First, of all the kibbutz was a “collective” to be sure, and its founding was influenced by the same Eastern European currents that brought many Jews to socialism; but it was first and foremost a model to create a cultural revolution in Palestine that could not otherwise be brought off: the revival of the Hebrew language in contiguous settlements that did not hire (cheap) Arab labor and thus turn Jewish colonists into Arabic-speaking overseers.
The kibbutz was also a way pioneering Zionists created an economy with virtually no class conflicts like those in the Rothschild settlements established in the 1880s; the British had stipulated that Jewish immigration after 1917 would be limited by the absorptive capacity of the land. The kibbutz made absorption virtually unlimited. And it created a way for people to endure dark and difficult days with a sense of togetherness. The movement as a whole supported the larger Zionist project by appropriating each kibbutz’s surplus. Remind you of anything?
Well, Mitt, the kibbutz may not be American but it is awfully reminiscent of the pioneering Mormon settlements of Utah, where even if you ignore husbands taking many wives (on the kibbutz, you just bedded other men’s wives), communitarian ideals were deeply inculcated, hierarchy and missionary zeal were taken for granted, and every family tithed to a corporate whole run by elders who, in turn, invested in stabilizing and proselytizing the larger Mormon project.
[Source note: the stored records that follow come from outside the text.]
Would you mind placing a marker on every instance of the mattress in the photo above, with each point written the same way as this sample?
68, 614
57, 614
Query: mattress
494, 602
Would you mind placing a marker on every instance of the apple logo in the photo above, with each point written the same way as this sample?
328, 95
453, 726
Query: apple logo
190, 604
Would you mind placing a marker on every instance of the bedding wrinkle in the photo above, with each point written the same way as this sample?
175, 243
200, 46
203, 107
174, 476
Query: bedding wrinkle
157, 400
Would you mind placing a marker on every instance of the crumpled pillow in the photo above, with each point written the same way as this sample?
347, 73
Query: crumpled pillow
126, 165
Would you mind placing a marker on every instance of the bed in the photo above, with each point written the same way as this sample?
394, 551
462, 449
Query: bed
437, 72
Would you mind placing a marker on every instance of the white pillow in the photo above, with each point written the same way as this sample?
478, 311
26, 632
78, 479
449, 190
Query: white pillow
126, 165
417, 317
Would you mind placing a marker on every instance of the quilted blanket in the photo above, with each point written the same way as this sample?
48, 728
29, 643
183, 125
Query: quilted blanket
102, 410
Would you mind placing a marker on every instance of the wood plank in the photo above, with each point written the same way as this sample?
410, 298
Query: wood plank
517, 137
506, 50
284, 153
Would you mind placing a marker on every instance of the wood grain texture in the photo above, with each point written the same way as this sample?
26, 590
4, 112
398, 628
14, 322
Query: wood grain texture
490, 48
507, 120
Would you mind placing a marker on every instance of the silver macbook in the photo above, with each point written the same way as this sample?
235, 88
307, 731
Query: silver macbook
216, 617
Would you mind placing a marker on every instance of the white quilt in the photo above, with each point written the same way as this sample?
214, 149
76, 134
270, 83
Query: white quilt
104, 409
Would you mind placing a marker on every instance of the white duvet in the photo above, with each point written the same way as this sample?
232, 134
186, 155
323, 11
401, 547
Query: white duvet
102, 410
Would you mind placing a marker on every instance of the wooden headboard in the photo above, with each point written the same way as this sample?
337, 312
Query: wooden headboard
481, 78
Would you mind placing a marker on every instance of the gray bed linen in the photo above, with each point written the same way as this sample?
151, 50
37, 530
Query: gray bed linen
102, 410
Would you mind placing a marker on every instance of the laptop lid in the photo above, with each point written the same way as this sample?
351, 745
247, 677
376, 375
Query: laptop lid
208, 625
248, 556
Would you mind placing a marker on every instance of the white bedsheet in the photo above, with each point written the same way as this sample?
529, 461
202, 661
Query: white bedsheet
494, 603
Of course, Romney doesn't care about the kibbutz at all. He is trying to make a larger point. America, he says, is about “individuals pursuing their dreams and building successful enterprises which employ others and they become inspired as they see what has happened in the place they work and go off and start their own enterprises.” And here he just moves from ignorance to callousness. You don't have to be Rosa Luxemburg to know something about the exploitation and impoverishment and insecurity of ordinary working people in the old industrial capitalism, a problem the kibbutz was in its way trying to solve.
Everyone from Charles Dickens to Peter Drucker understood that inspiration alone does not buy a worker land or provide him the means to buy industrial machinery. You do have to be born to a rich father to think, `gee, running a business is neat: I’m going to do that.' Some people without means hit the jackpot or had some great luck. Most were condemned to working for others. The question for them was how to work, at least in part, for themselves—to have a say in how the conditions of work are set, to enjoy that dignity.
Now, capitalism and the technologies of industry have changed a great deal since the kibbutz was founded. Virtually every kibbutz in Israel has been privatized. Romney said he liked the start-up culture in Israel. Much of it started up in the 1970s and 1980s, at various kibbutzim, where agricultural production simply wasn’t profitable enough to support the educational aspirations of new generations. In fact, kibbutzim are now mainly corporations run by stock-holders who were once kibbutz members. In microcosm they are a model quite like the system Drucker prophesied, when he wrote about worker pension funds owning much of the stock of major corporations. If that isn’t America, where does Bain Capital think it lives?
Perhaps the most cautionary signal is that Romney thought to pick on the kibbutz when he could have picked on a hundred other Fox-News targets. I mean, it is just so obvious that he has Likud apologists writing his stuff for him. The only people who opposed the kibbutz movement from the start were revisionist Zionists, their descendants now in the Likud, who liked to depict kibbutz members a little like the way Ayn Rand liked to depict union leaders. Can we really expect a Romney presidency to view the Middle East this much through lenses ground for him by fellow-travelers?